国・地方共通相談チャットボット「Govbot(ガボット)」をリリースしました♪暮らしに身近なテーマの質問に、がぼたんが頑張って答えます!困ったときの相談窓口も探せるので、次のURLをクリックして下さい。 #Govbot #がぼたんhttps://t.co/DORX5a5Yh8 pic.twitter.com/35DpouQL6V
— 総務省 (@MIC_JAPAN) March 26, 2024
デジタル庁が発注し、日本電気が2ヶ月かけて作ったチャットボットのようでかかった費用は、なんと8525万円🤯。

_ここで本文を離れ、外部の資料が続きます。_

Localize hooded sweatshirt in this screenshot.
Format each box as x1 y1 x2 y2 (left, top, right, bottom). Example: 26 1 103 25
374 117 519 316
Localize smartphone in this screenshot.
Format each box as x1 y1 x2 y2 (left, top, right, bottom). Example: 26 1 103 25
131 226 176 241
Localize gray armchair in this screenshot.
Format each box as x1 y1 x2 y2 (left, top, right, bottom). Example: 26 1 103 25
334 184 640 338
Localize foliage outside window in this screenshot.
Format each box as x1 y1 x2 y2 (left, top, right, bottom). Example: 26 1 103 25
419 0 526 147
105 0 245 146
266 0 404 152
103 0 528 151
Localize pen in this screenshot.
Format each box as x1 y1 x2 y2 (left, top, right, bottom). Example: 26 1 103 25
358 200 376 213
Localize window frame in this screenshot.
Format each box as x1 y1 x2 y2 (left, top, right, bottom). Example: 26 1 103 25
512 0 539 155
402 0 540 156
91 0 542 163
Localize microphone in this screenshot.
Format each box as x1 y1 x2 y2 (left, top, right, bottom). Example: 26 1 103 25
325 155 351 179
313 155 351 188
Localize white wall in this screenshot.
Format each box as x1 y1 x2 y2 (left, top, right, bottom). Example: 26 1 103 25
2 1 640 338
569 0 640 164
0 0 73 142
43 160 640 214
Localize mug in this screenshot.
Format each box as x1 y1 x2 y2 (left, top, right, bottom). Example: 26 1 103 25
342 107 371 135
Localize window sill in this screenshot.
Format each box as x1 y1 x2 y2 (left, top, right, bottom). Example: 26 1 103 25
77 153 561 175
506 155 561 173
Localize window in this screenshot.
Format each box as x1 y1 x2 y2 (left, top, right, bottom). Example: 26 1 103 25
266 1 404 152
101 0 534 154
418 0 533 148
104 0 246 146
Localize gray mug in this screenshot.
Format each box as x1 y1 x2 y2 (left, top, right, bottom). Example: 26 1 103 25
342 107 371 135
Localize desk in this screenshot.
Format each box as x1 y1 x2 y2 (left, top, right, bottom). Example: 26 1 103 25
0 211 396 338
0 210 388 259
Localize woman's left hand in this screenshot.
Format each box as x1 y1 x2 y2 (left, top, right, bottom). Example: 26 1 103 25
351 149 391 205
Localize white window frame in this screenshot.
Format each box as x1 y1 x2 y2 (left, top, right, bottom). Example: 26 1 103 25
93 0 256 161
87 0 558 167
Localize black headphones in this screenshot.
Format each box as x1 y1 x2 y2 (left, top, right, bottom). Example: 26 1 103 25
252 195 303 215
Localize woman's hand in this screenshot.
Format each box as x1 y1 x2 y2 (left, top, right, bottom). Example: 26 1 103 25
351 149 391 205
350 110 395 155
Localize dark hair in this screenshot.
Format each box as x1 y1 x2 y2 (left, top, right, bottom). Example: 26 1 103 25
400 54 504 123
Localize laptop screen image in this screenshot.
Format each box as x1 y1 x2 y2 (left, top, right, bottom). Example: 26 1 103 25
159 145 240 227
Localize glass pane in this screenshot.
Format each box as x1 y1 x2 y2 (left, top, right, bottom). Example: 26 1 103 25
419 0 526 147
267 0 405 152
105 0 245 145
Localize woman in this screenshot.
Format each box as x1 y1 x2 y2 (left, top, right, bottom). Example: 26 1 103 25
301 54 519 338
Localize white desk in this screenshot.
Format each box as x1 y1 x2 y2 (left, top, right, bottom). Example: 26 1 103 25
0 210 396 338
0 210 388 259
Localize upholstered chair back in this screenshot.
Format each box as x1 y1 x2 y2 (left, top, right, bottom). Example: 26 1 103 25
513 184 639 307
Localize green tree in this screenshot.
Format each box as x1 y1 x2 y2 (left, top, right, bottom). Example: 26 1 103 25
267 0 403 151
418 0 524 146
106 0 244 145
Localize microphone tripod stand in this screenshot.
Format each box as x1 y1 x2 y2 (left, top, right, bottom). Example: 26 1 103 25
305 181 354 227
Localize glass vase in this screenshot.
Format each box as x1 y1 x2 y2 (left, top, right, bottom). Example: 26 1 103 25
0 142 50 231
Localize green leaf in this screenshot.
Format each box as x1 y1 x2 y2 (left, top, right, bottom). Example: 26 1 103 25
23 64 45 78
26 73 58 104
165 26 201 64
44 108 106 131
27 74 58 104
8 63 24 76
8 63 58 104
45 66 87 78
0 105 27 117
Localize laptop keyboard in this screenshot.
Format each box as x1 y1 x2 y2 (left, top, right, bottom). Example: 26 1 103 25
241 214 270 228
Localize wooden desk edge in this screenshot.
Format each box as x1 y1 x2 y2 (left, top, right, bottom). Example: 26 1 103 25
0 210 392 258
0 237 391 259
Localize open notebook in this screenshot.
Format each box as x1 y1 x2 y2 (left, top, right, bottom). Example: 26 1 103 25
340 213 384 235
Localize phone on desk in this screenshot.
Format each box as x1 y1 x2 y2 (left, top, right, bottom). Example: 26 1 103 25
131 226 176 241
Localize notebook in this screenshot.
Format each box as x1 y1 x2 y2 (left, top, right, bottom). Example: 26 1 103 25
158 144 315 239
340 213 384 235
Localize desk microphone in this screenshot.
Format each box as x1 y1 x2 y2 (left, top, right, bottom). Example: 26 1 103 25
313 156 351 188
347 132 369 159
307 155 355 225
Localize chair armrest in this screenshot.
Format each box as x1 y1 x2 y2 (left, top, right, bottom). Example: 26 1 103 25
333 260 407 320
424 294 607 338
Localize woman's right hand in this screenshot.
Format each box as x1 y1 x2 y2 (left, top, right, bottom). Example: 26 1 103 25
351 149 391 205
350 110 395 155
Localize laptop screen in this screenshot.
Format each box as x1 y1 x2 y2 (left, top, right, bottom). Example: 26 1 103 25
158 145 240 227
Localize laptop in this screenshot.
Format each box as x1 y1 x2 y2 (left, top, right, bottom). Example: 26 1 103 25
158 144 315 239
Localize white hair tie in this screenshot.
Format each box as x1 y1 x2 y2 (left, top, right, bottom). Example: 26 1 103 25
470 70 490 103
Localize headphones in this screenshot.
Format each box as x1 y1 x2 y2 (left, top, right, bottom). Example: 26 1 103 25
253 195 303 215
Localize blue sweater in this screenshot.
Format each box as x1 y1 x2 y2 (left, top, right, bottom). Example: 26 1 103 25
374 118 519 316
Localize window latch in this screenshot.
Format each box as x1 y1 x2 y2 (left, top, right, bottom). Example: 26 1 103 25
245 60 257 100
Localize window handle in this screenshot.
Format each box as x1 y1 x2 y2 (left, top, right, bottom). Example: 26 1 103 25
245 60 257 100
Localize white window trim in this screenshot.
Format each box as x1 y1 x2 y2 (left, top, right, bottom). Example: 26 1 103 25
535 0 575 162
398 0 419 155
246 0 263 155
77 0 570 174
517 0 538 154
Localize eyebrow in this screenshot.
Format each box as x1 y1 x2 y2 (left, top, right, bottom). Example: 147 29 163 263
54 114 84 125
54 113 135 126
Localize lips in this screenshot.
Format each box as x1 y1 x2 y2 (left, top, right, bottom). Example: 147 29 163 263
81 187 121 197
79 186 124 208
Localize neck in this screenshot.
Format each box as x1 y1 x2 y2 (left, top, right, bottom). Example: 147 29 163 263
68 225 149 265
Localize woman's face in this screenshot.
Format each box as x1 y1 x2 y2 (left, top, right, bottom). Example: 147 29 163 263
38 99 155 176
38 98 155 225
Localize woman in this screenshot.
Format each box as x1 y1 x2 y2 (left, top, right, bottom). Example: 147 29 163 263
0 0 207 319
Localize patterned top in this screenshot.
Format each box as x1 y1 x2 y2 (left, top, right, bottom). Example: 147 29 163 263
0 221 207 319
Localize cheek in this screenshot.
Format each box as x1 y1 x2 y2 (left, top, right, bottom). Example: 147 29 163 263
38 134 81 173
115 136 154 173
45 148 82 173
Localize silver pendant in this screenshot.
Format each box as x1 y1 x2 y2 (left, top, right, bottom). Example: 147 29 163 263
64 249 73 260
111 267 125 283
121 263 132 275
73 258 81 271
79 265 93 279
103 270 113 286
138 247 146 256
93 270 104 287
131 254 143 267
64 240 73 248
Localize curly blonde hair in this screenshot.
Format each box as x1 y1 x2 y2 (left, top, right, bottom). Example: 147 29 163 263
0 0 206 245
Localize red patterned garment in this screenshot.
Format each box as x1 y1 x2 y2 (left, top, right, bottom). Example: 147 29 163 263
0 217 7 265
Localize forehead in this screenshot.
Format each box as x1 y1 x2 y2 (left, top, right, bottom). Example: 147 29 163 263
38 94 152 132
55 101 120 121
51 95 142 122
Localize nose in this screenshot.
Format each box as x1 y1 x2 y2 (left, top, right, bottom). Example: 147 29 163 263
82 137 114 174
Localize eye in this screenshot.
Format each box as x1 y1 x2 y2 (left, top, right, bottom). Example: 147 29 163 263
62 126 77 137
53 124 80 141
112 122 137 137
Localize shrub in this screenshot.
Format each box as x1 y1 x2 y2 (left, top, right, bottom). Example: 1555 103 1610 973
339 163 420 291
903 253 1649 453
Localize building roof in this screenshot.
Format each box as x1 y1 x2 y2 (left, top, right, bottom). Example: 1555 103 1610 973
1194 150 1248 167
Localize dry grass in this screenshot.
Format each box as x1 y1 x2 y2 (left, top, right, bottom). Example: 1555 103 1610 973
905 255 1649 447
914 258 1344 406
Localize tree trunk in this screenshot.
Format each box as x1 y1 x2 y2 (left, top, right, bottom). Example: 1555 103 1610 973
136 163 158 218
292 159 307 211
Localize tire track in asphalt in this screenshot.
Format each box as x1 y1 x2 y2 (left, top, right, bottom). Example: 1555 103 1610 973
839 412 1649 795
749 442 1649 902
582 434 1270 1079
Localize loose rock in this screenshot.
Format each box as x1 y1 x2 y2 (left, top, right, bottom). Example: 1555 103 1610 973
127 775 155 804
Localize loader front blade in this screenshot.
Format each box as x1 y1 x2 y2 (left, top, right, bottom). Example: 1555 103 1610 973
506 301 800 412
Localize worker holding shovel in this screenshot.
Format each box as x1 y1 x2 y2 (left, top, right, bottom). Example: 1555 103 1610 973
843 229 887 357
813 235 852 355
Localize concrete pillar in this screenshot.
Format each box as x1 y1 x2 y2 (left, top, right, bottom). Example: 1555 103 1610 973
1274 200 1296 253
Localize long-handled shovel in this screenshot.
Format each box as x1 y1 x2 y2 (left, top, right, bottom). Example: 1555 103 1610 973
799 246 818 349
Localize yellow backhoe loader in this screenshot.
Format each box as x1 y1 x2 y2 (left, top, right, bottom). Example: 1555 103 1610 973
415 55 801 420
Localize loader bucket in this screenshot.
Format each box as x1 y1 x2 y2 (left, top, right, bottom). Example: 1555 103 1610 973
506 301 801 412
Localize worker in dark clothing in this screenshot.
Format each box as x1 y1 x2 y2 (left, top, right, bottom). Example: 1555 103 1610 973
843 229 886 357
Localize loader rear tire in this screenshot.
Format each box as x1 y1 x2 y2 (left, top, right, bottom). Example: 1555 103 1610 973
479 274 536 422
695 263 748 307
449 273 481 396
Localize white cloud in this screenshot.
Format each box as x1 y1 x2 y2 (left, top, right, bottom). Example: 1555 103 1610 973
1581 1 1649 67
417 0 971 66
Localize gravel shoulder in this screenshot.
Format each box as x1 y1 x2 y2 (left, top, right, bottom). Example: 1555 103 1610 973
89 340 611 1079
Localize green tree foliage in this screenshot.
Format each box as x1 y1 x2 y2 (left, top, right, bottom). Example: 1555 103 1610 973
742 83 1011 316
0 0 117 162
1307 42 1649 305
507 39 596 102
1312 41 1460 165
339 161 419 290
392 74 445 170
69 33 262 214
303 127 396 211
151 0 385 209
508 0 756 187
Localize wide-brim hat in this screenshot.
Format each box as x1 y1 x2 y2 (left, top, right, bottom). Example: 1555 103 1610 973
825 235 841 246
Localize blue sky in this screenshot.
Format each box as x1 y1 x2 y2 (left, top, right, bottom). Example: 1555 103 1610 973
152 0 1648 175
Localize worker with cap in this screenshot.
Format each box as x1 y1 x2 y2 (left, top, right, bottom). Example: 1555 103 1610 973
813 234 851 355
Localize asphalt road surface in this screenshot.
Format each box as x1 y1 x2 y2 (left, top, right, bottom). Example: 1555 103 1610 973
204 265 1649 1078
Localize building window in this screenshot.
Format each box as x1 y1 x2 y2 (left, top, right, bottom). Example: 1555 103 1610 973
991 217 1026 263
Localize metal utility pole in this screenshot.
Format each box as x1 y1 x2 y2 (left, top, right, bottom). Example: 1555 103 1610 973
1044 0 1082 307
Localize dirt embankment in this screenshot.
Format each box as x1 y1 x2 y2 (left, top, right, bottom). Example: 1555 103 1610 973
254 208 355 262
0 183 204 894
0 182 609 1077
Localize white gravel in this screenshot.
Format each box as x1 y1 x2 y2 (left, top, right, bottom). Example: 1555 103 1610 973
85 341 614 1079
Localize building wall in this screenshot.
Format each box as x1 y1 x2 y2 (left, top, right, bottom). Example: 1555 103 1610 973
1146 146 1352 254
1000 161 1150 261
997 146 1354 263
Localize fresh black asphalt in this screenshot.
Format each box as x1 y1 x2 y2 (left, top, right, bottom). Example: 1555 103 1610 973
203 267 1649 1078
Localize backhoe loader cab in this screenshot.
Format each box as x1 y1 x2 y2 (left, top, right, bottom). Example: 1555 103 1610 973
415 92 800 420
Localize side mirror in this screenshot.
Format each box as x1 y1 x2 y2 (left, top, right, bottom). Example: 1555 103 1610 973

GovBotの開発に8525万かかったと聞いて調べたら本当だった🤯!しかも、調達機関はデジタル庁で開発業者は日本電気。デジタル庁ってITに特化した専門組織だと思ってたけど、そうでもない気がしてきた。他の自治体や政府機関の見本となるシステムが開発できる人材をデジタル庁内部で育てるべきだと思う。 https://t.co/a4DH1PrsLN pic.twitter.com/Y0jLKwUU0b
— sangmin.eth @ChoimiraiSchool (@gijigae) March 29, 2024
しかしながら、蓋を開けてみるとガボットからの返答はあまりにもひどすぎると評判。
GovBot(ガボット、https://t.co/nZ8sfz8jFc)を試してみたけどこれは酷い🤔。ホームスクーリングについて教えて、と聞いた時の回答がこちら↓。うまく実装すればAIの能力を拡張できるRAGだけど、間違うとAIの普及率を下げる結果となる。政府関連のチャットボットはオープンソースとして開発すべき🤖! https://t.co/tnGcstOVGK pic.twitter.com/8XJlrrdQqd
— sangmin.eth @ChoimiraiSchool (@gijigae) March 28, 2024
そこで、オープンソースのDifyを使ってガボットと似たようなチャットボット(ハルキ)を作ってみました。
Difyで作ったチャットボットの名は、ハルキ
1 Dify vs Govbot
ハルキを作るのにかかった時間はわずか3時間。チャットボットはこちらのリンクからアクセスできます。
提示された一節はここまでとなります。